State/UT Government, as the case may be, should ensure that a suitable venue is provided to the State/District Authorisation Committees with requisite infrastructure and appropriate facilities, conducive to the efficient functioning of the State/District Authorisation Committee.  The Authorisation Committee will levy an application processing fee not exceeding Rs. 2500 per application, from which the expenses of conducting the meetings, circulating the papers and providing honorarium to the members and payment of salaries/remuneration to the secretarial staff are met.  The honorarium amount may be disclosed to the members of the Committee in advance before their acceptance is sought for becoming the member of the Authorisation Committee.

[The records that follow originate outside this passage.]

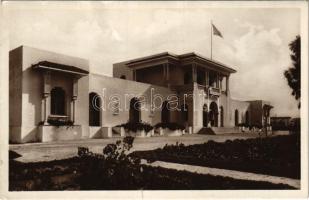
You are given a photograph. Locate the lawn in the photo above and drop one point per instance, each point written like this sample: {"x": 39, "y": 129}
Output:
{"x": 115, "y": 170}
{"x": 277, "y": 156}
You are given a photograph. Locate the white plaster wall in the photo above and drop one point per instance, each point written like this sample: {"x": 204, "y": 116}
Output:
{"x": 32, "y": 88}
{"x": 106, "y": 87}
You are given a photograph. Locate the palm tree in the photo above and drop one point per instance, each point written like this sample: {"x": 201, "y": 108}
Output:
{"x": 293, "y": 73}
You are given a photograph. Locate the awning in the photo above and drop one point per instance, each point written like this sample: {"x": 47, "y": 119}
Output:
{"x": 60, "y": 67}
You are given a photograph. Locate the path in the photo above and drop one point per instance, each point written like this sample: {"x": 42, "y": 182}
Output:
{"x": 226, "y": 173}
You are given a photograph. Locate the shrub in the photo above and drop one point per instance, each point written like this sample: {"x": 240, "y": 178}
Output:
{"x": 136, "y": 126}
{"x": 170, "y": 125}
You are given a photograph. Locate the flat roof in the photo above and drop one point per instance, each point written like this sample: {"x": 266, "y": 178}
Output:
{"x": 60, "y": 67}
{"x": 179, "y": 58}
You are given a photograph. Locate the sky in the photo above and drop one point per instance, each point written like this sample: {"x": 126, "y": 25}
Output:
{"x": 255, "y": 39}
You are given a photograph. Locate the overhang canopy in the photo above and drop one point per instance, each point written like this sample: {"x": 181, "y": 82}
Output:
{"x": 167, "y": 57}
{"x": 46, "y": 65}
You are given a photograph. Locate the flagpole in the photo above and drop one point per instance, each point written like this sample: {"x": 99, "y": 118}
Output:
{"x": 210, "y": 39}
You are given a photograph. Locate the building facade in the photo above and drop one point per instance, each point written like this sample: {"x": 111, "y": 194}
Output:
{"x": 187, "y": 89}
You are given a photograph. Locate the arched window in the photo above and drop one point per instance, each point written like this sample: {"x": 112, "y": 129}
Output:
{"x": 187, "y": 77}
{"x": 184, "y": 111}
{"x": 57, "y": 101}
{"x": 200, "y": 79}
{"x": 236, "y": 117}
{"x": 135, "y": 110}
{"x": 221, "y": 116}
{"x": 205, "y": 115}
{"x": 165, "y": 112}
{"x": 213, "y": 114}
{"x": 94, "y": 109}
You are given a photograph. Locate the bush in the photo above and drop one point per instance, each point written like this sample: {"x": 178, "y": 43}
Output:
{"x": 116, "y": 170}
{"x": 278, "y": 155}
{"x": 170, "y": 125}
{"x": 136, "y": 126}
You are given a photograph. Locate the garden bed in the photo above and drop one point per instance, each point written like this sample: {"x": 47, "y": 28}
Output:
{"x": 277, "y": 156}
{"x": 114, "y": 170}
{"x": 71, "y": 174}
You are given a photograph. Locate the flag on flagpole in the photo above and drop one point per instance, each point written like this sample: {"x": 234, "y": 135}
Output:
{"x": 215, "y": 31}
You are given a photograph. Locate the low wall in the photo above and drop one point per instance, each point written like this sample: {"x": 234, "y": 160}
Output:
{"x": 54, "y": 133}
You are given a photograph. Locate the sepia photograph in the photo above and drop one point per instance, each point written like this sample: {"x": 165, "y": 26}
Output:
{"x": 154, "y": 96}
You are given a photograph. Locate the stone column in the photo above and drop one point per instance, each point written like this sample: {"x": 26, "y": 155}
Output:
{"x": 166, "y": 74}
{"x": 194, "y": 75}
{"x": 74, "y": 97}
{"x": 228, "y": 85}
{"x": 228, "y": 112}
{"x": 46, "y": 96}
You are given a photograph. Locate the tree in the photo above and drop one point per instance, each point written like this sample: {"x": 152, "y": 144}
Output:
{"x": 293, "y": 73}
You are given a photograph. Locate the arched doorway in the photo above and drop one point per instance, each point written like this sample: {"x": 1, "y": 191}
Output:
{"x": 205, "y": 115}
{"x": 221, "y": 116}
{"x": 135, "y": 110}
{"x": 184, "y": 113}
{"x": 165, "y": 112}
{"x": 213, "y": 114}
{"x": 236, "y": 118}
{"x": 94, "y": 109}
{"x": 57, "y": 101}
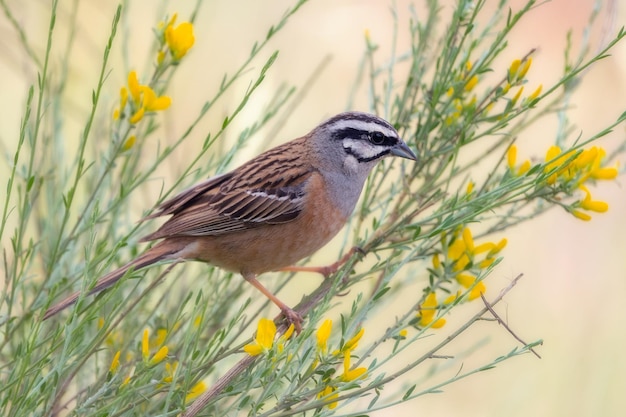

I.    The recommendation to include DM/ADM/SDM or equivalent Govt. officer in the Authorisation Committee is aimed to expedite the decision making process. It is a matter of common knowledge that the bigger irritants/impediments in the expeditious disposal relate the verification of facts, without which any decision, this way or that way, cannot judiciously be taken. To achieve the objective of expedience, the larger objective of eradicating commerce cannot be sacrificed.  Need is to create an optimum balance between the two objective, both being equally important. Therefore, to examine the factors such as affection, attachment and special reasons and to rule out the commercial consideration, it is inevitable and absolutely imperative that the committee members proceed on the correct premise of the facts, documents, and surrounding circumstances, are able to assess the financial status of the donor and recipient which obviously cannot be done with some investigation.  Therefore, the need for inclusion of the DM/ADM/SDM of equivalent Govt. officer is appropriate.

5.    The above analysis, addresses the first two Points of Reference as set out by Hon’ble High Court of Delhi in Balbir Singh case.